アルツハイマー病やパーキンソン病(PD)のような神経変性疾患の病因には、髄膜リンパ管機能障害が関与することが、動物実験で示されている。しかしヒトでは、リンパ管機能障害のこのような役割を裏付ける直接的な証拠はまだない。今回我々は、ダイナミック造影磁気共鳴画像法(DCE-MRI)を用いて、認知機能が正常な対照群と特発性パーキンソン病(iPD)患者もしくは非定型パーキンソニズム(AP)患者で、髄膜リンパ管流の評価を行った。iPD患者では、上矢状静脈洞とS状静脈洞に沿った髄膜リンパ管(mLV)を通る流量の大幅な減少が見られ、AP患者と比べると、深い頸部リンパ節の灌流も著しく遅くなっていることが分かった。

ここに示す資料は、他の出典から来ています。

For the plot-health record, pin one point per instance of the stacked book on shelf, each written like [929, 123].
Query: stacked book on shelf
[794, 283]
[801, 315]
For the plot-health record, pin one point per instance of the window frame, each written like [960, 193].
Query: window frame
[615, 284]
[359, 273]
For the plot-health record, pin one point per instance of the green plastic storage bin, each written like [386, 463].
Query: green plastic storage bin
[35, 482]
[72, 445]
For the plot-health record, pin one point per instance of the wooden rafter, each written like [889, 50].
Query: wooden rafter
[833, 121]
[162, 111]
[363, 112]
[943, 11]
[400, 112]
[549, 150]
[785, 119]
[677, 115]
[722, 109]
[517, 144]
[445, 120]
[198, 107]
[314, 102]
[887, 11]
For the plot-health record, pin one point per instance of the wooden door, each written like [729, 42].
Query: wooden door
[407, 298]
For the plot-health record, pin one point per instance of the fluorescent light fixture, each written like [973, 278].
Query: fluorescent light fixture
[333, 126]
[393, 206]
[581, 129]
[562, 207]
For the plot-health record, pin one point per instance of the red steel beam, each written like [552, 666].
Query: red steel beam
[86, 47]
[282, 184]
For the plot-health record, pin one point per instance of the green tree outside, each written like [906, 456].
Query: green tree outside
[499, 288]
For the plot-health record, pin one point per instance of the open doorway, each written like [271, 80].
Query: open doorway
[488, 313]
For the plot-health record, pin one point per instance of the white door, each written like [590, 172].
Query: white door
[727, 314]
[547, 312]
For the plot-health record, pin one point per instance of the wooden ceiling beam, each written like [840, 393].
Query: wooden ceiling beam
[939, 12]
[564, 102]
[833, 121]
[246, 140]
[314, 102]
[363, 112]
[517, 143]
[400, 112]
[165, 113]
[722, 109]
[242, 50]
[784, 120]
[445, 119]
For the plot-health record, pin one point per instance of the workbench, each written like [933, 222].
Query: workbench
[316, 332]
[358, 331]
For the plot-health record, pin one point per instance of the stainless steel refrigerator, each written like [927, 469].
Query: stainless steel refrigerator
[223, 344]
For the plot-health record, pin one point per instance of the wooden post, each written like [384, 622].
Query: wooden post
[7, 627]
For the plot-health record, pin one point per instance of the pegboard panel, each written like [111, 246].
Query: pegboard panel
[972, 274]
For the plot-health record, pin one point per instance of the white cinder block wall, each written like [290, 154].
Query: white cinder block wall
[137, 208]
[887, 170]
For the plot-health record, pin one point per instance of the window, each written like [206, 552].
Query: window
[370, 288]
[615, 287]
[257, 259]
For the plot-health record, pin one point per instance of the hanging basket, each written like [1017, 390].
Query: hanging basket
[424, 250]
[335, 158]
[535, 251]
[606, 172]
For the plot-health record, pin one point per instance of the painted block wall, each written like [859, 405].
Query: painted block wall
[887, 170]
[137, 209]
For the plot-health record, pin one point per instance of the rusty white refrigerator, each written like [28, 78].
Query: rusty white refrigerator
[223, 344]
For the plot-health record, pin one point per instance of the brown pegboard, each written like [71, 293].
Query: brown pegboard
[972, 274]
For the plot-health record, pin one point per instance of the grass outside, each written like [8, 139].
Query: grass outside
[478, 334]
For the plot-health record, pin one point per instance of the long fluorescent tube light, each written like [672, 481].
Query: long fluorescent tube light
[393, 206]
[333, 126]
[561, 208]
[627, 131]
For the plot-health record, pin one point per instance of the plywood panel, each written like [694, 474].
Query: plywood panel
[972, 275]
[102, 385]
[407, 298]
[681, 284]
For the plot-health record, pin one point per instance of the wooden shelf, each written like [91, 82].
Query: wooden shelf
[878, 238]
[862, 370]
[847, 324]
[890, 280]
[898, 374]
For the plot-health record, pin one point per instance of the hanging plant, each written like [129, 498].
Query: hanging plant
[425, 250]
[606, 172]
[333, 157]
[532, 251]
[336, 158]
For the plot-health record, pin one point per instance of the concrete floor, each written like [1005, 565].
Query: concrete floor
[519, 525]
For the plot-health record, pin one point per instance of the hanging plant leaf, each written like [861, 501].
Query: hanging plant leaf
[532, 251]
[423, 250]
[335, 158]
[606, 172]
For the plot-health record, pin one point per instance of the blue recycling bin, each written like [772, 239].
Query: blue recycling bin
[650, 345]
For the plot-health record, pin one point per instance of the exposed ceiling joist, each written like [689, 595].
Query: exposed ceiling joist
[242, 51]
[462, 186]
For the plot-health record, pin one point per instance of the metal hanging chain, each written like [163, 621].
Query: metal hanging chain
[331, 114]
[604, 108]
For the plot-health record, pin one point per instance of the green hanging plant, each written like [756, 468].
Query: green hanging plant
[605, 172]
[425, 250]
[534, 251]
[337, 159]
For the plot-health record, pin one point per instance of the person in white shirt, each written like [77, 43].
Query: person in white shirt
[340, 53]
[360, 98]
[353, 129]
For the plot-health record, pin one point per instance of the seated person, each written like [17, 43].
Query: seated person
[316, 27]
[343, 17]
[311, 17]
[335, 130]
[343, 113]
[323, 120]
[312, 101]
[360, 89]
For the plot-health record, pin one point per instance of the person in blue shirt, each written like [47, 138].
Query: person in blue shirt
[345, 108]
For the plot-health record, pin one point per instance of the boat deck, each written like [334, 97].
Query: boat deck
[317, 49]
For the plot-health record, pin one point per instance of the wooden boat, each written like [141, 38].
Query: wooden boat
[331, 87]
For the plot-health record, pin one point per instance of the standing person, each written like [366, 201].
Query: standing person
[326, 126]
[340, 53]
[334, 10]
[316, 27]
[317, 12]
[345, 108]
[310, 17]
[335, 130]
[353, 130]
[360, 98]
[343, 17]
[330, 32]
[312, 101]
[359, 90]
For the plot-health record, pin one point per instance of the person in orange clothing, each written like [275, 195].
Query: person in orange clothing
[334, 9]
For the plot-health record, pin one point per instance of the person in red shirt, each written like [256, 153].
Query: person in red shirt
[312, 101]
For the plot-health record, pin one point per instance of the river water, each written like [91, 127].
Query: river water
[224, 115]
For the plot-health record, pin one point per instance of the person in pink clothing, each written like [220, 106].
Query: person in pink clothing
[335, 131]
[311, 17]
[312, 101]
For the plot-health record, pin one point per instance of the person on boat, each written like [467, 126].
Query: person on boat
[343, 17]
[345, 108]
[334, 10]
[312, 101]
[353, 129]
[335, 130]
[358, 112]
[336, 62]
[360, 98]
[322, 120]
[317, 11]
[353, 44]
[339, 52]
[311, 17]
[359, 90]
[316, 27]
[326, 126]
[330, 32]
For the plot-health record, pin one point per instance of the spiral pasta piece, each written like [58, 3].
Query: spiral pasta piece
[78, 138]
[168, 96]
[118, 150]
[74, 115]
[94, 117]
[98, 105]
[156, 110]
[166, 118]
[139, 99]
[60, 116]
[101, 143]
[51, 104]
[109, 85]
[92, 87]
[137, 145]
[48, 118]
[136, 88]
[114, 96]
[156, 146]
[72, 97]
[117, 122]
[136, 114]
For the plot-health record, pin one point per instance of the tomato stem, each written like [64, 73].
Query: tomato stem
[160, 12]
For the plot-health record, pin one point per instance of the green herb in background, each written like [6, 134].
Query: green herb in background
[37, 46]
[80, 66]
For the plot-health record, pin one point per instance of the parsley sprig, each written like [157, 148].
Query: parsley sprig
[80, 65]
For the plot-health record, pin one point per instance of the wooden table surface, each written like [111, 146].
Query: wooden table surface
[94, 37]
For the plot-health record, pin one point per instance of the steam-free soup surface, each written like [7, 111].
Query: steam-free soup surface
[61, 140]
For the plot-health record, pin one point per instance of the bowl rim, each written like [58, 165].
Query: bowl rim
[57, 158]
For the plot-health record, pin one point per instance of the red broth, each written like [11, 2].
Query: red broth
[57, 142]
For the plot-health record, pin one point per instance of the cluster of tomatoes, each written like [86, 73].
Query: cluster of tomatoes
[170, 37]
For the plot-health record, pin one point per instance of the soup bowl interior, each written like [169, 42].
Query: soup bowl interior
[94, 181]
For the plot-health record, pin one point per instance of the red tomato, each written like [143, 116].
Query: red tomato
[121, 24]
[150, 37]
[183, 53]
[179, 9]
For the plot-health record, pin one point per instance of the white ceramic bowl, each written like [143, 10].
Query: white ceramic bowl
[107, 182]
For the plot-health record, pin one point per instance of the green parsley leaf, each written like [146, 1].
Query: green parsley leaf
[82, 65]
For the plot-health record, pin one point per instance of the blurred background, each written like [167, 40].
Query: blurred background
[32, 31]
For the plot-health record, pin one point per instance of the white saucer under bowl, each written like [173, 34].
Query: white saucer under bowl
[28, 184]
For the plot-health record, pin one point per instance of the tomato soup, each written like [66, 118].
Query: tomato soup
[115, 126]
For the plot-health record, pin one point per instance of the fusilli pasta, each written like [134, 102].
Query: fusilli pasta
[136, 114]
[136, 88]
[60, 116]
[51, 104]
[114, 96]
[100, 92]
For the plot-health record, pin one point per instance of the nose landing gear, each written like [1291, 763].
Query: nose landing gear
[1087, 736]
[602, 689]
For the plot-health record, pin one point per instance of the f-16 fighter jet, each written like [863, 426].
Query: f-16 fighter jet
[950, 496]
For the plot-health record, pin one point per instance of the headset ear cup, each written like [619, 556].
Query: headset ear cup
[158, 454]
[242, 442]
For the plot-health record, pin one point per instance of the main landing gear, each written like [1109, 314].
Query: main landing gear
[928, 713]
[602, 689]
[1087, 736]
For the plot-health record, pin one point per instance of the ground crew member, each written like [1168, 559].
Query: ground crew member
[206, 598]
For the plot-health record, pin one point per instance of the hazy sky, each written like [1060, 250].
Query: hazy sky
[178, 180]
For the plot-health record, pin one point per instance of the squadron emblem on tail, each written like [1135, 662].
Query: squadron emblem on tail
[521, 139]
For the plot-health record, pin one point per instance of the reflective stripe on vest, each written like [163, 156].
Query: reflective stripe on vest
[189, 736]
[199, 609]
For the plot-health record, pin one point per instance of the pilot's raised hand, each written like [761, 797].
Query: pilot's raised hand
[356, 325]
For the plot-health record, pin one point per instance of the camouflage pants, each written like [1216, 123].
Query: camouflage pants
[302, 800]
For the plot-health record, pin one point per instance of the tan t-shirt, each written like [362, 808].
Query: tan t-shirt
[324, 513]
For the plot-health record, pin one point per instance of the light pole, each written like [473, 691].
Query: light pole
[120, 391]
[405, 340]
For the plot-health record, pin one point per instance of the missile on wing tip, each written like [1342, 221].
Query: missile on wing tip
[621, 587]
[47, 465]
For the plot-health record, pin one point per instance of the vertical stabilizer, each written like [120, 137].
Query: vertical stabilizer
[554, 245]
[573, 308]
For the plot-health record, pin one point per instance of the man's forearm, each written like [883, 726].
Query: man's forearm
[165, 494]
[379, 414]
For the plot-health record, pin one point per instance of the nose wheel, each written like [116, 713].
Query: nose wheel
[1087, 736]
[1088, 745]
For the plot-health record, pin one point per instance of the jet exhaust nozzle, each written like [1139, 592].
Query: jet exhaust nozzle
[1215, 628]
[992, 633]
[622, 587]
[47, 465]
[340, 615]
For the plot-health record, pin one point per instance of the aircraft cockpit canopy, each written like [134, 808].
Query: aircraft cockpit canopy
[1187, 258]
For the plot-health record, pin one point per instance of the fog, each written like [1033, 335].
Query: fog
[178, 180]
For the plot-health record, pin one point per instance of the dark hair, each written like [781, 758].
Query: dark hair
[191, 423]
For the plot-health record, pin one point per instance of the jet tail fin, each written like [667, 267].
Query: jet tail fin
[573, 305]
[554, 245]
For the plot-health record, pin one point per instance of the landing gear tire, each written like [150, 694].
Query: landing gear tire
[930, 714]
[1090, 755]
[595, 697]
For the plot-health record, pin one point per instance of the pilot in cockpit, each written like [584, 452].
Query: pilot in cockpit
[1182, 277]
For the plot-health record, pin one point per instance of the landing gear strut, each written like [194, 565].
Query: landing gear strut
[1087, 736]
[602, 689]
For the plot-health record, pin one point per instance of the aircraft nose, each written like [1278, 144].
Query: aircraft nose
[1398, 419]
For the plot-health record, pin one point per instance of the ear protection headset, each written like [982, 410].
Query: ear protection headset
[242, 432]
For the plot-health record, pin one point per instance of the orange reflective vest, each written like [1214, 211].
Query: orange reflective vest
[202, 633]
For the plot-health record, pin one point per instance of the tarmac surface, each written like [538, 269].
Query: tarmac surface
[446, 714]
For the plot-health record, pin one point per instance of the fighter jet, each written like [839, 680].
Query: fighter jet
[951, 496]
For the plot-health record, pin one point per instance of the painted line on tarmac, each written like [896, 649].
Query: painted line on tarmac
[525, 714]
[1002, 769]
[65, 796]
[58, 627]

iPD患者もしくはAP患者と対照群の間には、mLVのサイズ(断面積)に大幅な違いは見られなかった。あらかじめ形成させたαシヌクレイン(α-syn)原繊維(フィブリル)を接種したマウスでは、α-syn病変の出現に続いて、髄膜リンパドレナージの速度低下、髄膜リンパ内皮細胞間の密着結合の消失、髄膜での炎症増加が起こった。さらに、あらかじめ形成させたα-synフィブリルを接種したマウスでmLVを介する流れを遮断すると、α-syn病変が増大し、運動障害と記憶障害が悪化した。これらの結果は、髄膜リンパドレナージの機能障害が、α-syn病変を悪化させ、PDの進行の一因となっていることを示唆している。